# Preseason Game Thread: Kings vs. Blazers



## OdenRoyLMA2 (May 23, 2008)

Ugh...longest offseason EVER! Glad it's coming to an end. 

Anyway, should be a win. *knock on wood*

Let the games begin!!


----------



## OdenRoyLMA2 (May 23, 2008)

BTW, Game starts Tuesday @ 7:00 PM I believe.


----------



## B-Roy (Feb 12, 2008)

OdenRoyLMA2 said:


> BTW, Game starts Tuesday @ 7:00 PM I believe.


Sucks that it isn't going to be televised. Sucks hard.


----------



## HispanicCausinPanic (Jul 2, 2005)

The kings will be broadcasting the game. Now in the past you could watch preseason games on the LeaguePass, but as of right now, it's not on the guide. Road Trip to SacTown!


----------



## OdenRoyLMA2 (May 23, 2008)

HispanicCausinPanic said:


> The kings will be broadcasting the game. Now in the past you could watch preseason games on the LeaguePass, but as of right now, it's not on the guide. Road Trip to SacTown!


If the Kings are indeed broadcasting the game, then that means we should be able to stream it over the web from certain sites...


----------



## HispanicCausinPanic (Jul 2, 2005)

OdenRoyLMA2 said:


> If the Kings are indeed broadcasting the game, then that means we should be able to stream it over the web from certain sites...

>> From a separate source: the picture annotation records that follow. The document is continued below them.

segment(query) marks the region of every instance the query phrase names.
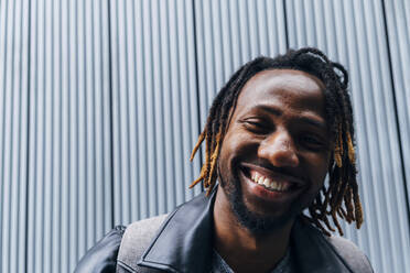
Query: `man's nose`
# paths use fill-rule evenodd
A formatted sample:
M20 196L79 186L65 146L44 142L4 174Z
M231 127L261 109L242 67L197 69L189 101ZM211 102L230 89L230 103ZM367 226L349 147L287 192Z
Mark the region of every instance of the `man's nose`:
M258 149L258 156L277 167L295 167L299 157L294 141L289 132L276 131L265 139Z

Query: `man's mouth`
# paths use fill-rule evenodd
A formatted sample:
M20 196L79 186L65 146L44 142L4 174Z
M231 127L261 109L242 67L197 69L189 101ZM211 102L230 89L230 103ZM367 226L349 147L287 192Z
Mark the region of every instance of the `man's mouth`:
M292 192L303 186L304 182L294 176L281 174L257 165L244 164L242 172L249 181L278 193Z
M257 171L251 171L250 177L255 183L262 185L269 190L287 192L291 187L291 184L288 182L278 182L274 178L269 178L269 177L263 176Z

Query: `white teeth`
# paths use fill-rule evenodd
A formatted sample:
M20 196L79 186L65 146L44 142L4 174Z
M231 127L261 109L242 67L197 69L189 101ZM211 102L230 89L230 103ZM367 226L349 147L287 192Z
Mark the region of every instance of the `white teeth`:
M259 174L258 174L258 173L255 174L253 181L255 181L256 183L258 183L258 181L259 181Z
M260 176L258 179L258 184L263 184L263 181L265 181L263 176Z
M251 178L255 183L258 183L259 185L263 185L265 187L272 189L272 190L285 192L290 187L288 183L278 183L278 182L271 181L270 178L265 177L263 175L260 175L256 172L251 175Z
M267 186L267 187L270 187L270 179L269 178L265 178L263 185Z

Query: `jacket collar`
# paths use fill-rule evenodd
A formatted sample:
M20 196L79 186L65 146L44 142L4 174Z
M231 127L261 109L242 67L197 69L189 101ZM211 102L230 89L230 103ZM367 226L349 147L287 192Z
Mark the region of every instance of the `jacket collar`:
M201 194L176 208L141 256L140 266L170 272L209 272L213 251L215 192ZM291 233L298 272L352 272L321 231L296 220Z

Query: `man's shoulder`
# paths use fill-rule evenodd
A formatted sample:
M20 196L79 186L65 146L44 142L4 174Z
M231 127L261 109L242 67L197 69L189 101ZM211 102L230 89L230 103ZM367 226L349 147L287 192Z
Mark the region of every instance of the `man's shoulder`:
M373 272L366 254L355 243L338 236L325 236L325 239L354 272Z
M137 263L158 233L168 215L160 215L129 225L119 248L117 266L119 272L138 269ZM121 271L122 270L122 271Z
M128 227L115 227L87 251L74 272L115 272L120 255L142 254L165 218L166 215L161 215L132 222Z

I promise you that they are.


----------



## Nate Dogg (Oct 20, 2006)

I'll check my Comcast digital time table and see if its listed under channel 37. However I will be working the game.


----------



## Talkhard (May 13, 2003)

Nate Dogg said:


> However I will be working the game.


Meaning what?


----------



## It's_GO_Time (Oct 13, 2005)

OdenRoyLMA2 said:


> If the Kings are indeed broadcasting the game, then that means we should be able to stream it over the web from certain sites...


Major kudos to anyone who posts that website.


----------



## <-=*PdX*=-> (Oct 11, 2007)

How about just get tickets to the game. I am making the trip up from Corvallis tonight to get ready for the game tomorrow! I am also getting NBA2k9 tonight!


----------



## HispanicCausinPanic (Jul 2, 2005)

Talkhard said:


> Meaning what?


He is the Chinese lady on the uni-cycle with the bowls!


----------



## Anonymous Gambler (May 29, 2006)

It's_GO_Time said:


> Major kudos to anyone who posts that website.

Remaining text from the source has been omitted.